Опыт бабочки в жизни Набокова приходится считать эйдетическим. Только так мы можем обозначить его в целом, поскольку он не сводится ни к научному, ни к художественному, ни к простому житейскому [По вовлечению столь своеобразного опыта в творчество Набоков не имеет предшественников. Трудно припомнить писателя, поэта, художника, связавшего свое творчество с культивированием образа одного особого, выделенного из всех прочих природного существа. Опыт природы Тургенева, Аксакова, Толстого, Пришвина был куда как менее избирательным. А Набоков словно присягнул на верность одной прекрасной теме]. Отсюда и дилемма набоковского “опыта бабочки” – его невыразимость, невозможность отвязаться от него средствами ни науки, ни искусства – прямое следствие его синкретизма. В словесном творчестве эйдетический опыт может быть выражен только мифопоэтически – через создание коллизии, обладающей, помимо чисто художественной, “жизненной”, эйдетической достоверностью. Изобразительным искусством он переводится в символ, словесным творчеством – в миф, и только в миф. Но миф не может быть персональным.

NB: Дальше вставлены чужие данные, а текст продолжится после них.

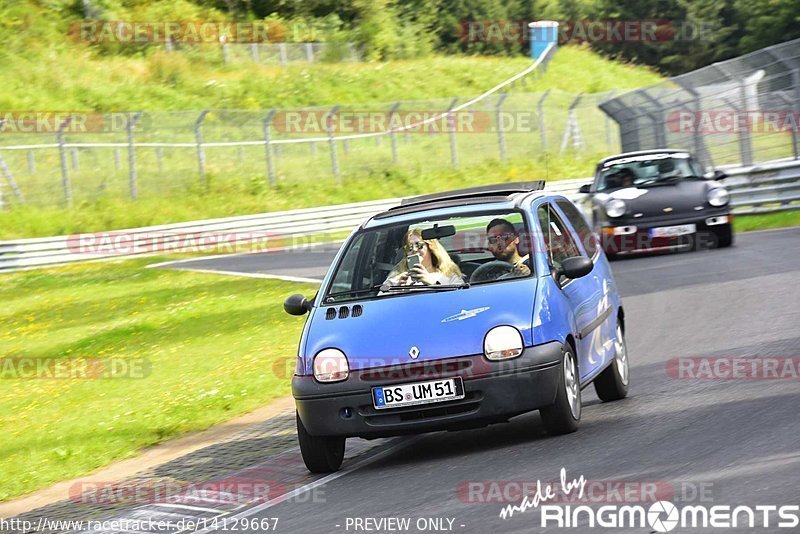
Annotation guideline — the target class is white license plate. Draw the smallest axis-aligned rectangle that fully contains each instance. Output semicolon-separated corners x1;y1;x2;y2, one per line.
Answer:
650;224;697;237
372;377;464;410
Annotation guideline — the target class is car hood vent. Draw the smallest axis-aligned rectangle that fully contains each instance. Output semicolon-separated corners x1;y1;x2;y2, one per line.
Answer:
325;304;364;321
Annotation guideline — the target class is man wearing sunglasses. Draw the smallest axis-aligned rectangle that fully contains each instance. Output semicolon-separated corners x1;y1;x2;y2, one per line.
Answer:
486;218;531;276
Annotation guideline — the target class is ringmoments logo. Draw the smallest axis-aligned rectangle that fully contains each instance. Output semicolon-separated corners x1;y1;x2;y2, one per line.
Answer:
499;468;800;532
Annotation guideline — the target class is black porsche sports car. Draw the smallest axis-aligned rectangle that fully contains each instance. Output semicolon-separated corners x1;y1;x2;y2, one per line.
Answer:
579;149;733;257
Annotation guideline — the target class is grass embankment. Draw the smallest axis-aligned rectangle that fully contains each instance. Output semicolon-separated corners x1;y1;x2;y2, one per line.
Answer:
0;258;314;500
0;47;659;239
733;210;800;232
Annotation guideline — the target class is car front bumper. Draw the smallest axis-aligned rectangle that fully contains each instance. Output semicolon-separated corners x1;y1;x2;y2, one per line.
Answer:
600;211;733;255
292;342;562;438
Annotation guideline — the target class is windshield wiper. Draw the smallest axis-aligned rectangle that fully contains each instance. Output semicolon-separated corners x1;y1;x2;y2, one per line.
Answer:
325;284;383;302
381;282;469;292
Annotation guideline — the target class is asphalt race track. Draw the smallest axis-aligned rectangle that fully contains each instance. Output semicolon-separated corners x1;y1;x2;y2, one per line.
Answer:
147;228;800;533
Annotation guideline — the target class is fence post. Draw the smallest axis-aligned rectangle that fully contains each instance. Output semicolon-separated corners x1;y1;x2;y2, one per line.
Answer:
264;109;275;186
792;68;800;159
128;111;144;200
327;104;341;183
389;102;400;165
58;115;72;208
194;109;209;187
561;93;583;152
447;98;458;167
495;93;508;161
603;89;617;151
0;156;25;202
278;43;289;67
536;89;550;151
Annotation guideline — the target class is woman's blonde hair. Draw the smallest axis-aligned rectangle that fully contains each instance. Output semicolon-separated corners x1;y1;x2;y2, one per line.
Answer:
392;228;463;276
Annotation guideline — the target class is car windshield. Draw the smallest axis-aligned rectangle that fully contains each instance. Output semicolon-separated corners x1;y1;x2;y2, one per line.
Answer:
597;153;702;191
323;211;533;303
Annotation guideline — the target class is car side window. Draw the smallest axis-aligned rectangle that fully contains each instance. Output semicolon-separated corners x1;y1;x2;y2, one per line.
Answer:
536;204;581;283
556;200;600;258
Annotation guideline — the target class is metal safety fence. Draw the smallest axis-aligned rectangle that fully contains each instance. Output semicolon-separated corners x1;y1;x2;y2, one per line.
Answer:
600;39;800;167
0;168;800;272
0;45;632;211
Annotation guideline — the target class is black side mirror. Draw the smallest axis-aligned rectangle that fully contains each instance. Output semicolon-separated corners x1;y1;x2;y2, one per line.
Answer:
283;294;313;315
561;256;594;279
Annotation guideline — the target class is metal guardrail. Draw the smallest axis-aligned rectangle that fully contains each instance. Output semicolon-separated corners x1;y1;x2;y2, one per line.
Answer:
0;169;800;272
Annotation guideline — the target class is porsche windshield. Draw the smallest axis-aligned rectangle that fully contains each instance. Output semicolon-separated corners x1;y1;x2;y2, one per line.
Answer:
597;152;703;191
323;211;533;303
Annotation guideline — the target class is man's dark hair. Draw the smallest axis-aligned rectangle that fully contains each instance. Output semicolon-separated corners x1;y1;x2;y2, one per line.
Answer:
486;217;517;234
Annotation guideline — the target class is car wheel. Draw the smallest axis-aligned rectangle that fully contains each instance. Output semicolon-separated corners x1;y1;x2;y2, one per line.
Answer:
539;345;581;436
594;324;630;402
717;224;733;248
295;412;345;473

Бабочка – это персональная мифологема Набокова, его водяной знак, который он присвоил, сознательно обустраивал и предъявлял читателю всякий раз, когда нужно было напомнить о тайне мира или собственной личности. При этом он мог рассчитывать на общедоступность опыта бабочки в его бытовых мифопоэтических презентациях. Превращение общекультурной формы, лирического пустяка природы, в знак личности – это “изобретение” Набокова.

Нимфетка – это скорее “открытие”, и эта мифологема безлична: “нимфа” служит ей лишь опорой, а бабочка – примером. И если создание Набокова, обязанное его персональному опыту бабочки, редкостному по остроте и насыщенности, внятно обычному читателю, то на каком же более обширном опыте основано их взаимопонимание?

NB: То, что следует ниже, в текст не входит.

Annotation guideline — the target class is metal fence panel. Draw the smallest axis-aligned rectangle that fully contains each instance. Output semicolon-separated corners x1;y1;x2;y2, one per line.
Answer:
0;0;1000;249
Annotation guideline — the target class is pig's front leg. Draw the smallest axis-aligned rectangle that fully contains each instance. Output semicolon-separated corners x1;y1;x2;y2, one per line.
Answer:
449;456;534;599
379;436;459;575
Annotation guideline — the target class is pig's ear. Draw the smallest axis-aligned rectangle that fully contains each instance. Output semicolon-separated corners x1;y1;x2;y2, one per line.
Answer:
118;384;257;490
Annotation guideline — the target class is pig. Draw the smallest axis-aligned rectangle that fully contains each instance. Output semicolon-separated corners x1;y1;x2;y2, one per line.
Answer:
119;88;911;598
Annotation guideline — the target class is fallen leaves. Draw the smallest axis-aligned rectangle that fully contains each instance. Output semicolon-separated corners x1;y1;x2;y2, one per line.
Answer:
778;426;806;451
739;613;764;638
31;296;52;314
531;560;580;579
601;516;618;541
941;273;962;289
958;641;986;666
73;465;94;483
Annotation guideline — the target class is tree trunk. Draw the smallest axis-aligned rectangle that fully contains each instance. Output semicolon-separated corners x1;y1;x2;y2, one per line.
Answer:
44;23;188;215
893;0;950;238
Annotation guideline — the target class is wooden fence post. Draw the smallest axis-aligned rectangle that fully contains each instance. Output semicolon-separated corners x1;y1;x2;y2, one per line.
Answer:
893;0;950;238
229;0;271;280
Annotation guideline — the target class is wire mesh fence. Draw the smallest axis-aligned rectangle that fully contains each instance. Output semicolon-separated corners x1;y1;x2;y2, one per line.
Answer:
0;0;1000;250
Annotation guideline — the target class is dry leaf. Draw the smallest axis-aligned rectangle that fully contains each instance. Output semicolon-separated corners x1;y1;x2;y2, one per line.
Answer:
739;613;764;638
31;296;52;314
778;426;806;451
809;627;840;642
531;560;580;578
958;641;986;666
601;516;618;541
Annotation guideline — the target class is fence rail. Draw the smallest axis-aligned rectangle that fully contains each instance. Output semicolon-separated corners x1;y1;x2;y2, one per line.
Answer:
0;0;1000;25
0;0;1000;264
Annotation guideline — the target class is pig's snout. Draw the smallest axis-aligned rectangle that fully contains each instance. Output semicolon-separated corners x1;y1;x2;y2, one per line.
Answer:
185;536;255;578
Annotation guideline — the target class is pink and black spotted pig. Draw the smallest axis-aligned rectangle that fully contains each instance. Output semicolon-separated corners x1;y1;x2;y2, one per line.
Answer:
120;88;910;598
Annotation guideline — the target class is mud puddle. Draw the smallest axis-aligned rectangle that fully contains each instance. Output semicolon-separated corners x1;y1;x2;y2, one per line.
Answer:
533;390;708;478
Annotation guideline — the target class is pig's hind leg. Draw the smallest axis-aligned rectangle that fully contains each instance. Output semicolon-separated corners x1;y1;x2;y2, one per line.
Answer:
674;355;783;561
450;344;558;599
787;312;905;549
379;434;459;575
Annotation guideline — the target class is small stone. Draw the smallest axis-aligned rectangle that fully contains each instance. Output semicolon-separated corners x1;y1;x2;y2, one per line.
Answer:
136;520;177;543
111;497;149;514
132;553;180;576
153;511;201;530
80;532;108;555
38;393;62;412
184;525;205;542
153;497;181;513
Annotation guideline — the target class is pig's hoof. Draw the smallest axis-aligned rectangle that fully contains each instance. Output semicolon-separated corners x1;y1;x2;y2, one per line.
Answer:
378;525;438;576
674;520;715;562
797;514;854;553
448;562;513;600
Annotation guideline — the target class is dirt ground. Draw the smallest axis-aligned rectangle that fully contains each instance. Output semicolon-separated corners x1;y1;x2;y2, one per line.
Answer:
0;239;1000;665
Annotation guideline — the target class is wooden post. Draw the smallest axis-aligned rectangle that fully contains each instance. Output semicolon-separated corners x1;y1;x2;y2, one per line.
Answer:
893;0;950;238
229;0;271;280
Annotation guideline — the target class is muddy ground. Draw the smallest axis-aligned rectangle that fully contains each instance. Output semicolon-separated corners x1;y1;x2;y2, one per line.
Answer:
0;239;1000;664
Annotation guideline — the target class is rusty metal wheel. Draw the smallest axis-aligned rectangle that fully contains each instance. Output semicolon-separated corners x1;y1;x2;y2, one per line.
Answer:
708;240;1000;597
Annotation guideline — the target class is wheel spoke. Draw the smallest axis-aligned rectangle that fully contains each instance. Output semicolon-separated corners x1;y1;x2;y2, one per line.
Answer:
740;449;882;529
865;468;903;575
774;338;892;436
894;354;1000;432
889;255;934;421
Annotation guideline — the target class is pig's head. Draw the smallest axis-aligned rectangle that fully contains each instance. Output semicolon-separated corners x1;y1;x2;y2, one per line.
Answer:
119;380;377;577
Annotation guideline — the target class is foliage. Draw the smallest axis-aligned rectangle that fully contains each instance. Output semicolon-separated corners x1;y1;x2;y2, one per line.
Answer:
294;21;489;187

Разумеется, прежде всего на “нимфическом” опыте человека.

Ведь как вообще зарождаются бессмертные нимфы? Принято считать, что они представляют в человечески внятном обличии саму природу. Нимфа – это очеловеченная природа, но не та, что в нас самих воплотилась, а оставшаяся в избытке. И этот ее сверхчеловеческий избыток является нам в магической маске нимфы.

По способу бытия они напоминают бабочек на лесных полянах. Ведь бабочка, по крайней мере набоковская, это душа природы, выражающая ее божественный смысл. Это живой и подвижный фокус, где скрещиваются и сплавляются, как в “горящей точке” собирающей линзы, все эманации ландшафта. Незаходящее солнце озаряет его, и совокупность всех его отражений порождает бабочку – малое зеркальце многоцветного марева и трепета единодушной природы. Ландшафт излучает бабочку как свой собственный образ, как форму квазиоптической рефлексии, летучего самосознания, соразмерного нашему окоему. Или как точку кристаллизации – предельной выраженности свойств “среды” [Подобные представления, всегда маячившие перед Набоковым при описании бабочек, настраивали его против традиционного понимания мимикрии как формы борьбы за существования, пригодной разве что для кабанов. Не к глазу не хищника, но к глазу ценителя обращено красочное великолепие природы. Бабочки не приспосабливаются к среде – они ее отражают, и только потому на нее “похожи”, умеют с нею сливаться. Он чувствовал, что выведение мимикрии из мимесиса могло бы перевернуть всю теорию эволюции].

Тамара – это, так сказать, историческая личность, сыгравшая роль первой пассии юного Набокова: известен ее реальный прообраз. Однако в “Других берегах” она предстает как откровение самой природы: мифологическое воплощение осуществляется, словами автора, с обворожительным и законченным совершенством. Она колдует заодно с закатами и дождями, а в городе, особенно зимнем, на глазах линяет. Впервые возникнув в березовом узорчатом свете, напоследок она растворяется в ночном жасмине, а на сохранившихся фотографиях ее не узнать: нимфическое не схватывается механически.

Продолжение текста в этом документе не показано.